Dinasti Thahiriyah menguasai wilayah Khurasan yang sangat
luas (terletak di sebelah timur laut Iran) juga menguasai wilayah Transoxiana
(wilayah subur yang terletak antara sungai Sir Darya dan sungai Amu Darya yang
berhulu pada laut Ural, tempat kediaman suku-suku Turki yang terkenal gagah
berani[7]). Sejak didirikannya
dinasti Thahiriyah ini mulailah di Iran timbul kekuasaan yang berdiri sendiiri.
Akan tetapi dinasti ini masih mematuhi dan
menjalin hubungan baik,
mereka masih menyetor pajak dan upeti kepada kholifah di Baghdad[8]). Lagi pula hubungan ini
ditunjang oleh pengiriman utusan setiap saat ditambah adanya anggota keluarga
bani Thahir yang merangkap menjadi kepala kepolisian di Baghdad.
Setelah Thahir wafat (822 M), kekuasaan dinasti dilanjutkan oleh anaknya, Thalhah.
Ia memegang kendali dinasti Thahiriyah selama enam tahun yaitu 822-828 M.
Kemudian kekuasaannya dilanjutkan oleh saudaranya yang bernama Abdullah bin
Thahir yang memerintah dari tahun 828-844 M. Di masa Abdullah ini hubungan
dengan Baghdad terjalin dengan baik sehingga kholifah memberi tambahan
kekuasaan yakni wilayah Mesir. Para pengganti Thahir ini mampu mengembangkan
wilayah kekuasaannya hengga perbatasan India.
Dan pada tahun 213 H, wilayah kekuasaan Abdullah Ibn
Thahir dikurangi dan Al-Ma’mun menyerahkan Suriah, Mesir, dan Jazirah kepada
saudaranyanya sendiri, yaitu Ishak Ibn Harun Ar-Rasyid[9]).
Hal ini dilakukan oleh Al-Ma’mun setelah ia menguji kesetiaan Abdullah Ibn
Thahir, yang diketahui ternyata cenderung memihak kepada keturunan Ali Ibn Abi
Thalib[10]).
Sesudah Abdullah Ibn Thahir, jabatan
gubernur Khurasan dipegang oleh saudaranya, yaitu Muhammad Ibn Thahir ( 248-259
H ). Ia merupakan gubernur terakhir dari keluarga Thahiri. Kemudian daerah
Khurasan diambil alih oleh keluarga Saffari melalui perjuangan senjata.
Keluarga Saffari merupakan saingan keluarga Thahiri di Sijistan[11]).

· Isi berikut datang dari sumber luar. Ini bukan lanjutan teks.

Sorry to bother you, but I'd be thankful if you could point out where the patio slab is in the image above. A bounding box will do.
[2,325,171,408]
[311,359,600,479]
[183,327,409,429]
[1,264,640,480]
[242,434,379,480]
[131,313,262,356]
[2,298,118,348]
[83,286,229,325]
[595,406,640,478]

Berdirinya dinasti Thahiriyah yang terlepas dari Baghdad
ini pada kenyataannya sangat berpengaruh pada kekuasaan politik dinasti
Abbasiyah yang terpusat di Baghdad. Kemenangan-kemenangan militer dinasti
Abbasiyah selama ini terutama adalah berkat pasukan yang disuplai dari
Khurasan. Selama setengah abad mereka khalifah di Baghdad terus bergantung pada
tentara-tentara terlatih tersebut. Dengan adanya otonomisasi Khurasan yang
terjadi pada tahun 820 M membuat Baghdad kehilangan asset militernya yang
sangat berharga. Untuk mengantisipasinya, khalifah di Baghdad kemudian mulai
merekrut orang-orang Turki sebagai bagian utama dari kekuatan militer baru
dinasti Abbasiyah[12]).
Akan tetapi, ketika Dinasti Thahiri di Khurasan mendekati
masa kemunduran, tampaknya keluarga Abbasiyah menunjukan perubahan sikap.
Mereka mengalihkan perhatiannya kepada keluarga Saffari yang mulai menggerogoti
dan melancarkan gerakan untuk menguasai Khurasan[13]).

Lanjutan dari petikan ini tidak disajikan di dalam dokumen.